We sat at a table and they said, “Now tell us everything!”
So I told the girls everything that had happened on the trip and they listened carefully. They were amazed by what they learned about Catherine, as I had been. Then I said, “Have you spoken with him?”
They both nodded, and Chrissy said, “But he’s being a dickwad.”
I said, “In what way?”
“Not communicative. You know how he gets.” Chrissy tossed her hair back.
“Well, I think he was really hurt.” I said this looking from one girl to the other. “Look, he got a double whammy: Estelle leaving him and then this half-sister who didn’t want to see him. He got a triple whammy, really. Because he also saw his mother’s house. You guys, that house was so—so—awful. I mean he had no idea she came from such a place. No idea at all.”
They had both seemed astonished—as William and I had been—when I had described the childhood house that Catherine had come from. “It’s just so weird, I mean the woman played golf,” Chrissy said. And I knew what she meant.
After a few more minutes, Chrissy, taking a bite of her frozen yogurt, said, “You know, we have a half-sister, Mom, and I feel really responsible for her. I wish I didn’t, but I do.”
“How is Bridget?” I asked.
Becka said, “She’s in pain, Mom. It makes me sad.”
“Have you seen her?”
And the girls said that they’d had a date with her a few days earlier; I was surprised to hear this, and touched. They had taken her to a hotel for tea. “She was nice to us,” Chrissy said. “And we were nice to her, but she was sad. So it was hard.”
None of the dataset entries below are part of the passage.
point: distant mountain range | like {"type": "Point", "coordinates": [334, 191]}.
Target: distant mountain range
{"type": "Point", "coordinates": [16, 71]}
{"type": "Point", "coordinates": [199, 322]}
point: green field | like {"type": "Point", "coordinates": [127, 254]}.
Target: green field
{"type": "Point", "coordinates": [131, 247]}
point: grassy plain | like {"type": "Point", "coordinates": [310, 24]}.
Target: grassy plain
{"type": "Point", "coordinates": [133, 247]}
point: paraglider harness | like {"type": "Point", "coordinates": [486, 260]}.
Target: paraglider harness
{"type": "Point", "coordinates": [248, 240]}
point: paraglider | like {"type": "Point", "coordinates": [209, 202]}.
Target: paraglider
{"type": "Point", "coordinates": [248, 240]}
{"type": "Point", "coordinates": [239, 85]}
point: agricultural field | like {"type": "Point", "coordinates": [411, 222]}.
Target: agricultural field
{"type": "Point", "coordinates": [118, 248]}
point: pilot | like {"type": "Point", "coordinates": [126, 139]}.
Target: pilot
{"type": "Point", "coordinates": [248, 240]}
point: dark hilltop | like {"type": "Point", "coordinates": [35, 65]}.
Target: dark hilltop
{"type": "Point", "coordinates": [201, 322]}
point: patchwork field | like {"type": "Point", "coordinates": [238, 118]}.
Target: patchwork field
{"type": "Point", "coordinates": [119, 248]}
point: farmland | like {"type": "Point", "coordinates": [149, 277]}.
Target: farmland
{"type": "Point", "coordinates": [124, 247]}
Becka said, “Maybe taking her for tea was dumb. But we didn’t know what else to do with her. We couldn’t think of a movie. Maybe we should have taken her shopping.”
“Oh God,” I said. After a moment I said to Chrissy, “Why do you feel responsible for her?”
And Chrissy said, “I don’t know. I guess because, you know, she’s my sister.”
“Well, it was very nice of you two to do that,” I finally said to them, and they only shrugged slightly.
Becka said, “I’m sorry I asked if you and Dad were getting back together.”
“Oh, don’t be,” I said. “I can understand the question.”
And Chrissy said, “You can?”
“Of course I can,” I said. And then I added, “We’re just not going to, that’s all.”
“Smart,” Chrissy said. And then she said, “It’s so strange to think of Grandma being this Catherine person you’re describing. I thought she was the most normal person in the world. I loved her.” And Becka said, “I did too.”
They spoke of memories of their grandmother then; they recalled her house and the couch that was tangerine-colored and how their grandmother would hug them. “She’d just squish me to pieces,” Becka said. “I loved her so much.” And I had to agree with them that it was strange to think of their grandmother having had this life that they knew nothing about, that neither I nor William had known anything about.
They asked me again about Lois Bubar. “But did you like her?” Becka asked, and I said, “Yes. Kind of. You kids have to remember, she had spent her life thinking that Dad knew about her. So really, given all, she was perfectly pleasant.”
“On Pleasant Street,” said Chrissy, and I said yes, on Pleasant Street.
Becka said, “This stuff is happening everywhere now. Because of those websites.” And she told us how a person she knew had just found out he was half Norwegian; his father turned out to be a different man than the one he was raised with. His real father had been a Norwegian fellow. “Literally the postman,” she said.
“Get out,” Chrissy said.
But Becka nodded and repeated that the guy’s father had literally been the postman. Of Norwegian descent.
* * *
—
I told them how their father said “Fucking Lois Bubar” when we were at that train station and picturing his mother running away. “It surprised me,” I said.